- Retail Sales rise for the sixth straight month.
- September results reduced for Sales and Control Group.
- Rising COVID-19 cases may have affected spending.
- Industrial Production and Capacity Utilization gain.
- Sales have limited impact on equity, credit and currency markets.
Americans spent less than analysts had expected in October but the run of positive months extended to six even as new social and business restrictions in some states threaten to curtail holiday shopping and expenditures.
Retail Sales rose 0.3% last month, according to the Commerce Department, missing the consensus forecast for a 0.5% gain. September's initial 1.9% increase was revised down to 1.6%.
Sales have increased for six months in a row with the average gain from March through October of 0.89%, or 7.1% for the period.
The Retail Sales Control Group, which excludes automobiles, gasoline, building materials and food services rose 0.1% in October following September's negative revision to 0.9% from 1.4%. This Commerce Department category closely mimics the consumption component of gross domestic product (GDP) and is sometimes called core retail sales. Control Group sales have averaged 1.06% for the eight months of the pandemic, or 8.5% in total.
Diagnosed cases of COVID-19 have been rising steadily in the United States prompting business restrictions in some states and giving consumers reasons for avoiding restaurants, bars and other public venues, but few of those new closures were in October.

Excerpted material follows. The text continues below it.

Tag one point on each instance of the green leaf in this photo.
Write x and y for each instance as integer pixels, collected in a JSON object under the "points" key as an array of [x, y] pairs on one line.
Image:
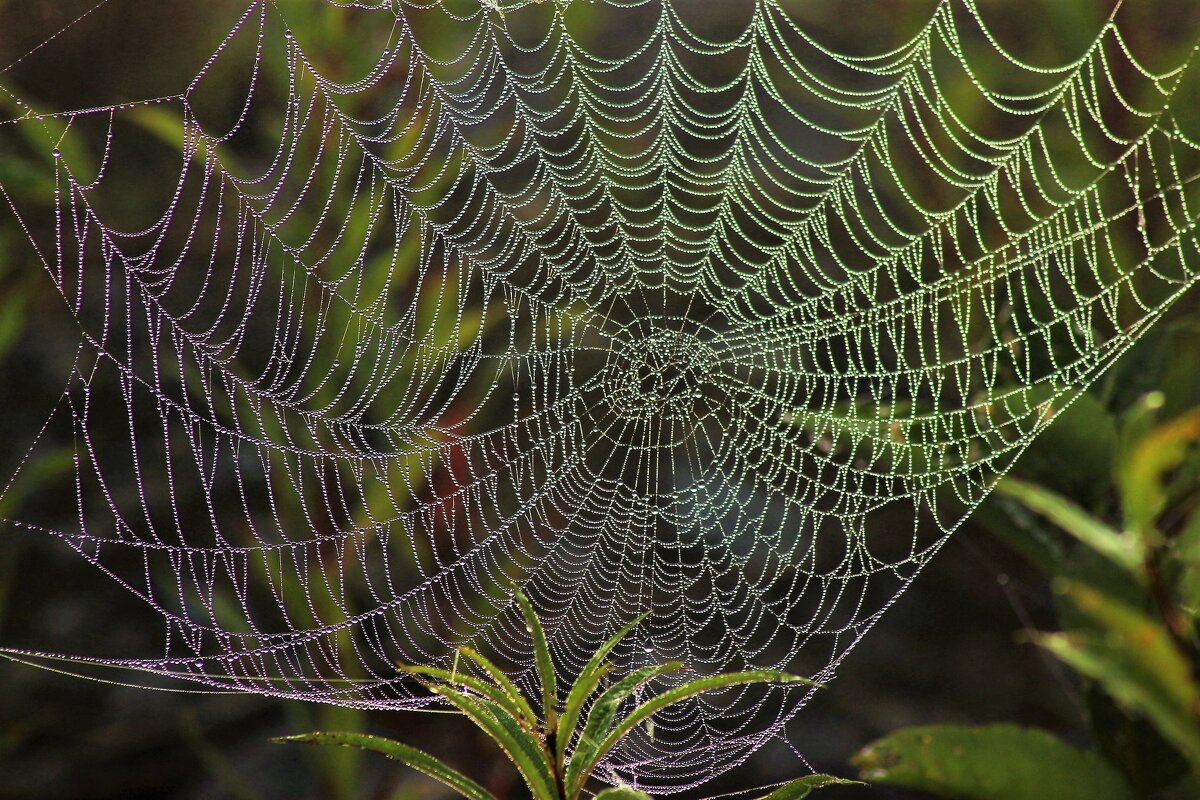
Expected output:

Bar and restaurant reciepts declined 0.1% on the month.
The economic impact of these rules and behavior is unknown as many of these businesses had never fully reopened after the original lockdowns in March and April and have been operating at a much reduced level.

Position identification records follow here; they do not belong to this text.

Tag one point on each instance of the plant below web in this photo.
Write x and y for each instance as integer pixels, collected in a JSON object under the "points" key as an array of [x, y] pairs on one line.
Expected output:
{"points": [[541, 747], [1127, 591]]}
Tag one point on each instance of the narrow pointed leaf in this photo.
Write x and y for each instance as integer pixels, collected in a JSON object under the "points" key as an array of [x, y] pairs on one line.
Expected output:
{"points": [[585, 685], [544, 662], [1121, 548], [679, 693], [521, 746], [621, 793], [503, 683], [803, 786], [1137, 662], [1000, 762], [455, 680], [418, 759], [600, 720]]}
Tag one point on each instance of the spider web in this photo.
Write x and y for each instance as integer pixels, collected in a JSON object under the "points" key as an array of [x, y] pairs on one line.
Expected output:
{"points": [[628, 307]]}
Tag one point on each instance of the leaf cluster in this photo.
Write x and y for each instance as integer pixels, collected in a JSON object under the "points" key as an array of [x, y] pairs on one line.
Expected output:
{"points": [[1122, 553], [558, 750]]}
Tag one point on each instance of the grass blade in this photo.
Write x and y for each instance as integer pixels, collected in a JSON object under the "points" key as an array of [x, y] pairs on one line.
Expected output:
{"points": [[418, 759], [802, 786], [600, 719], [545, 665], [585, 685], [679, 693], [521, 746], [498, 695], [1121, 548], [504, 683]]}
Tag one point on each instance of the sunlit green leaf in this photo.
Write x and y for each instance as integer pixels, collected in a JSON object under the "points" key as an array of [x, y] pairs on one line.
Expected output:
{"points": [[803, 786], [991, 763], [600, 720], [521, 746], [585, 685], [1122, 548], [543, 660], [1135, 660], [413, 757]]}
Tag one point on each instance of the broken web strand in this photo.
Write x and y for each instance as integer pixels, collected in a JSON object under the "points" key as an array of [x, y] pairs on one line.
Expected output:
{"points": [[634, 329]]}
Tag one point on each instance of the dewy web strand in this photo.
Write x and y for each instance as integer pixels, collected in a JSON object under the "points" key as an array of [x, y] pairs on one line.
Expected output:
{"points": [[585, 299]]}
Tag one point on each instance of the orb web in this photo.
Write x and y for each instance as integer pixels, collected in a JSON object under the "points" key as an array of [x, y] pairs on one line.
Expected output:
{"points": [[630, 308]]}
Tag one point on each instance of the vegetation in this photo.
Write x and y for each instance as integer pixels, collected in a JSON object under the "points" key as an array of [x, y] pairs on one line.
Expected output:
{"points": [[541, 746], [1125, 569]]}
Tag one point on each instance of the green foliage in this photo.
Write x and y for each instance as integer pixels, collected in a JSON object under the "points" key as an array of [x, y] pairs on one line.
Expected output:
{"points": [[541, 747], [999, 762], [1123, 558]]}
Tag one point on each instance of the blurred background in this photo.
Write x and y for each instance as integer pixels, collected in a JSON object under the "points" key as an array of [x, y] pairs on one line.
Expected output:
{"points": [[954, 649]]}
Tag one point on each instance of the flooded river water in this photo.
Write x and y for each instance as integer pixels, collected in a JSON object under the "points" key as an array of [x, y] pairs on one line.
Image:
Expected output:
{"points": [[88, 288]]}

Sales patterns have shifted in response to the pandemic with increases in purchases for personal and home use like exercise equipment and new cars while spending for public and social setting like theaters, bars, restaurants and travel have fallen.

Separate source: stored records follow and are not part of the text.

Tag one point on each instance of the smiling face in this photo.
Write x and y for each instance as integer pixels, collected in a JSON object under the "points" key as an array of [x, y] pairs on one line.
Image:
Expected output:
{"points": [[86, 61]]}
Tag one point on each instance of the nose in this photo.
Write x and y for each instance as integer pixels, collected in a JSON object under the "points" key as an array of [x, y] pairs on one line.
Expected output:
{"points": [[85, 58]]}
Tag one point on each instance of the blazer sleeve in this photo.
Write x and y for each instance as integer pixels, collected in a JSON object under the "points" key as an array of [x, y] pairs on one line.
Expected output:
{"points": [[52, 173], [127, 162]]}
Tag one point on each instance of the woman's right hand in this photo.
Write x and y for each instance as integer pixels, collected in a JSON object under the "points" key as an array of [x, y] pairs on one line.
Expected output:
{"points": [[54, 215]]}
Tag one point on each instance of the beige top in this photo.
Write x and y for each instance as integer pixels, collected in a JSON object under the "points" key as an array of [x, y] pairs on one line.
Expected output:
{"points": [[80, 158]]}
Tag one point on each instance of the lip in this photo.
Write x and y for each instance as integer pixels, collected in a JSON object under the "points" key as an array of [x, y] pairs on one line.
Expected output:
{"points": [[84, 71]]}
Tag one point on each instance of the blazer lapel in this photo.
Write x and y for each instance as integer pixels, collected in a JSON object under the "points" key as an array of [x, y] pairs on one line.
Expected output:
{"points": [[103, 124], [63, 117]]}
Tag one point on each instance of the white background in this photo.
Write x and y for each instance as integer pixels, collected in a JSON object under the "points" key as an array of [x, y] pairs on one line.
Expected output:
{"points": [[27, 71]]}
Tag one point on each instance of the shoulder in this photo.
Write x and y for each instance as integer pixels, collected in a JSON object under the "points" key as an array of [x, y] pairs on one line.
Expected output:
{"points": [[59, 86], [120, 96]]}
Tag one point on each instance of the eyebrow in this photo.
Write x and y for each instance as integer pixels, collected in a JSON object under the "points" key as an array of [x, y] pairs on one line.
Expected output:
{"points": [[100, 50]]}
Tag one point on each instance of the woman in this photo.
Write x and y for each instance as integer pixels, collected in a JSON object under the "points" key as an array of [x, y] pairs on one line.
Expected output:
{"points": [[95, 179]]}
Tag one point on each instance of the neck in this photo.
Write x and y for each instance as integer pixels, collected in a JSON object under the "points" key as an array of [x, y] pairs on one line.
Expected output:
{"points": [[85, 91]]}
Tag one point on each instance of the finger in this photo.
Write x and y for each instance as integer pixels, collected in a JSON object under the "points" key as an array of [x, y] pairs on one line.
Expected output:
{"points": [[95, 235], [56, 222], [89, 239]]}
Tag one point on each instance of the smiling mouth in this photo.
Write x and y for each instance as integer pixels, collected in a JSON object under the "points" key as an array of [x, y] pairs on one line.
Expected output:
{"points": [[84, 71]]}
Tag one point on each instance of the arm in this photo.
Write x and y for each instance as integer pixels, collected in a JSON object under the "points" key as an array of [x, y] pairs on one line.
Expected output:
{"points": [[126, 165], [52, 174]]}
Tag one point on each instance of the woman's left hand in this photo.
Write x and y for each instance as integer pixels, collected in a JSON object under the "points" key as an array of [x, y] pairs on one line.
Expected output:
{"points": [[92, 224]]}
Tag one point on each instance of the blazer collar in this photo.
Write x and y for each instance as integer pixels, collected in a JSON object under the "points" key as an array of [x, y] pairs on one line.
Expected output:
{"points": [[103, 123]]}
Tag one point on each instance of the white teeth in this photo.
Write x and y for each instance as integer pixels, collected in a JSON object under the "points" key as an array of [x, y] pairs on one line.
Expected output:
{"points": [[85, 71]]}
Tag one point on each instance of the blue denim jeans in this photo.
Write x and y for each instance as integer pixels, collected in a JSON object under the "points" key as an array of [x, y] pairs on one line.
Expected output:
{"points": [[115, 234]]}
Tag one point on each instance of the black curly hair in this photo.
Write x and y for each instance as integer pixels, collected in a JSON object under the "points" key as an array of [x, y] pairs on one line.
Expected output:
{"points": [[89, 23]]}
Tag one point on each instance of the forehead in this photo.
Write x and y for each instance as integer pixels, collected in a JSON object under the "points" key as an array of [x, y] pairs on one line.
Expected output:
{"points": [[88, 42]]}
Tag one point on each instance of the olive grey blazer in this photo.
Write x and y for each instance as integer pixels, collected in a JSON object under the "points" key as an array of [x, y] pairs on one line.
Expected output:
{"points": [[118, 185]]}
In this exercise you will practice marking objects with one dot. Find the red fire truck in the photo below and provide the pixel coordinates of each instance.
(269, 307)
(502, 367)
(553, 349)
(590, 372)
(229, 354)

Non-store retailers, the government's category which includes online merchants, have been a big winner throughout with receipts rising 3.1% in October. Consumers have moved traditional in-person shopping goods from food and medicines to clothing increasingly online.
Sales and GDP
Consumer spending has been a main ingredient in the economy's 33.1% annualized growth in the third quarter following the 31.4% collapse in the second.
The Atlanta Fed's latest estimate for growth in the final three months of the year rose to 5.4% from 3.5% as real Personal Consumption Expenditures are now expected to increase 2.6% as opposed to the prior -0.4% forecast.
In their September projections the Federal Reserve Governors estimated that the US economy would contract 3.7% in 2020. More recent estimates from others have been at 2.5% to 3.0%. The Fed will issue new projections at the December 15-16 meeting.
Unemployment and spending
The new series of business closures may cause an increase in layoffs, unemployment claims and a loss of income and spending.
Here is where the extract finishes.